4.  There was no ground fault circuit interrupter provided on the temporary wiring, and respondent had no assured equipment grounding conductor program.  The lack of a GFCI or an AEGC program exposed respondent's employees to the hazard of serious electric shock or electrocution.  A penalty of $200 is appropriate for this violation.

5.  Respondent did not provide a fire extinguisher in the area where employees were using a brazing torch with more than five pounds of flammable gas.

6.  The inspection was consented to by respondent's ranking employee on the job.


On the basis of the foregoing findings of fact and the entire record of the case, the following conclusions of law are made.

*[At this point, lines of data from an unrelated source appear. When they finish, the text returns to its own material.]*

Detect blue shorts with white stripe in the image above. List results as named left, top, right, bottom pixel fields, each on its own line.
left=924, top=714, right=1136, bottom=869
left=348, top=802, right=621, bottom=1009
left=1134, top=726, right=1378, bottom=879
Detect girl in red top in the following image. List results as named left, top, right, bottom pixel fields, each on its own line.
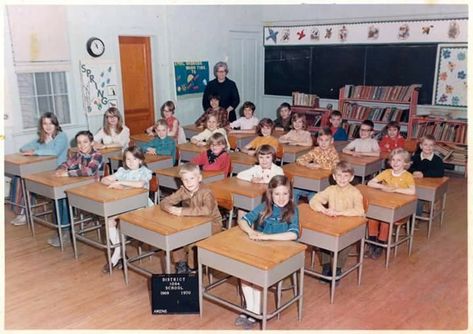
left=379, top=121, right=405, bottom=154
left=191, top=132, right=232, bottom=177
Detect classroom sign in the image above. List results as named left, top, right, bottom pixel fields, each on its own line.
left=174, top=61, right=209, bottom=96
left=80, top=60, right=119, bottom=115
left=151, top=273, right=199, bottom=314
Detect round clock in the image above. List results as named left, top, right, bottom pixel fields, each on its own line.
left=86, top=37, right=105, bottom=57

1.  The Commission has jurisdiction of the parties and of the subject matter this proceeding.

2.  On March 7, 1985, respondent was in serious violation of 29 C.F.R. 1926.400(h)(1).

3.  On said date respondent was in nonserious violation of 29 C.F.R. 1910.150(c)(1)(vi) and 29 C.F.R. 1926.401(h).

4.  The inspection was consensual, and no warrant was required.


On the basis of the foregoing findings of fact and conclusions of law, it is ORDERED that:

1.  Item 1 of citation 1, for serious violation of 29 C.F.R. is AFFIRMED, and a civil penalty of $200 is ASSESSED.

2.  Item 1 of citation 2, for nonserious violation of 29 C.F.R. 1926.150(c)(1)(vi), is AFFIRMED.

3.  Item 2 of citation 2, for nonserious violation of 29 C.F.R. 1926.401(h), is AFFIRMED.

Administrative Law Judge
Date:  September 13, 1985


[[1]] 29 C.F.R. 1926.400(h)(1) provides:

(h) Ground-Fault protection.
(1) General.  Notwithstanding any other provision of this part, the requirement in section 210-7 of the 1971 National Electrical Code (NFPA 70-1971; ANSI C1-1971) that all 15- and 20-ampere receptacle outlets on single-phased circuits for construction sites have approved ground-fault circuit protection for personnel does not apply.  In lieu thereof, the employer shall use either ground-fault circuit interrupters as specified in paragraph (h)(2) of this section or an assured equipment grounding conductor program as specified in paragraph (h)(3) of this section, to protect employees on construction sites.   These requirements are in addition to any other requirements for equipment grounding conductors.

[[2]] 29 C.F.R. 1926.401(h) provides:

(h) Temporary wiring
All temporary wiring shall be effectively grounded in accordance with the national Electrical Code, NFPA 70-1971; ANSI C1-1971 (Rev. of C1-1968), Articles 305 and 310.

[[3]] The requirements for an AEGC program are detailed in 1926.400(h)(3) but will not be set out here because respondent does not claim to have such a program.  Briefly an AEGC program must be in writing and include periodic inspection and testing of wiring and equipment for grounding and a record of such inspections and tests.

[[4]] The cited standard provides:

(vi) A fire extinguisher, rated not less than 10B, shall be provided within 50 feet of wherever more than 5 gallons of flammable or combustible liquids or 5 pounds of flammable gas are being used on the jobsite.  This requirement does not apply to the integral fuel tanks of motor vehicles.